1. Teknologi Fermentasi Gas (Landfill Gas Power Plant)Â Â
  Sampah organik diolah menjadi gas metana melalui proses fermentasi. Gas ini kemudian dimanfaatkan untuk pembangkit listrik tenaga gas yang menghasilkan 2 MW listrik. Proses ini tidak hanya menghasilkan energi bersih tetapi juga mengurangi emisi gas metana yang berpotensi mencemari atmosfer.
2. Teknologi Termokimia (Gasifikasi)Â
  Sampah non-organik diolah melalui proses gasifikasi di mana material sampah diubah menjadi gas sintetis (syngas) untuk menghasilkan listrik sebesar 12 MW. Teknologi ini dinilai ramah lingkungan karena meminimalkan sisa sampah hingga mendekati konsep zero waste, lalu residu yang dihasilkan dapat dimanfaatkan sebagai bahan baku pembuatan bata, dan mampu mengurangi volume sampah secara signifikan.
Dampak Positif
Pengelolaan sampah berbasis teknologi di TPA Benowo telah memberikan berbagai manfaat:
1. Untuk lingkungan yaitu mengurangi timbunan sampah di landfill, kemudian dapat menurunkan emisi gas rumah kaca dan mencegah pencemaran tanah dan air
2. Untuk ekonomi yatu bisa menghasilkan listrik sebesar 14 MW (gabungan dari kedua teknologi) dan pastinya menciptakan lapangan kerja baru serta menghemat biaya pengelolaan sampah konvensional.

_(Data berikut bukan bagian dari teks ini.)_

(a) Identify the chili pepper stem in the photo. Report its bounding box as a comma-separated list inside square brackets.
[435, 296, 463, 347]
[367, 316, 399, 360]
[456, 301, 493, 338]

Inisiatif TPA Benowo menjadi jawaban atas (Kabut Peradaban) yang memisahkan manusia dari alam. Dengan mengubah sampah menjadi energi, dapat memperpendek rantai pemanfaatan sumber daya (dari sampah langsung menjadi listrik), mengembalikan kesadaran bahwa semua yang kita konsumsi berasal dari bumi serta dapat menunjukkan bahwa pembangunan ekonomi bisa berjalan seiring dengan pelestarian lingkungan.
Meskipun telah menunjukkan hasil yang sangat-sangat positif, pengelolaan sampah di TPA Benowo masih menghadapi beberapa tantangan yaitu antara lain, kebutuhan investasi besar, butuh perluasan wilayah meskipun baru baru ini telah diperluas lagi tetap saja karena jumlah volume sampah tiap hari yang tidak sedikit, kemudian untuk pengembangan teknologi, lalu masih perlu peningkatan atas partisipasi masyarakat dalam pemilahan sampah dan perlindungan terhadap dampak kesehatan bagi para pekerja. Namun disisi lain, peluang pengembangan juga masih terbuka lebar, seperti adanya potensi untuk replikasi teknologi di kota-kota lain, pengembangan industri turunan dari residu pengolahan sampah serta integrasi dengan program pemerintah lainnya seperti transportasi listrik.
TPA Benowo menjadi bukti bahwa Surabaya serius dalam menerapkan green economy melalui konsep Doughnut Economy. Dengan mengubah sampah menjadi energi, kota ini tidak hanya menyelesaikan masalah lingkungan tetapi juga menciptakan nilai ekonomi baru. Inisiatif ini sekaligus menjawab tantangan "Kabut Peradaban" dengan menyadarkan kita bahwa pembangunan berkelanjutan harus mempertimbangkan keseimbangan antara kebutuhan manusia dan kesehatan bumi. Sebagai warga Surabaya, kita bisa mendukung program ini dengan membiasakan memilah sampah dari rumah, mengurangi penggunaan plastik sekali pakai dan mendukung kebijakan pengelolaan sampah berkelanjutan. Dengan kolaborasi antara pemerintah, swasta, dan masyarakat, Surabaya bisa menjadi model kota hijau yang menginspirasi Indonesia menuju masa depan yang lebih berkelanjutan.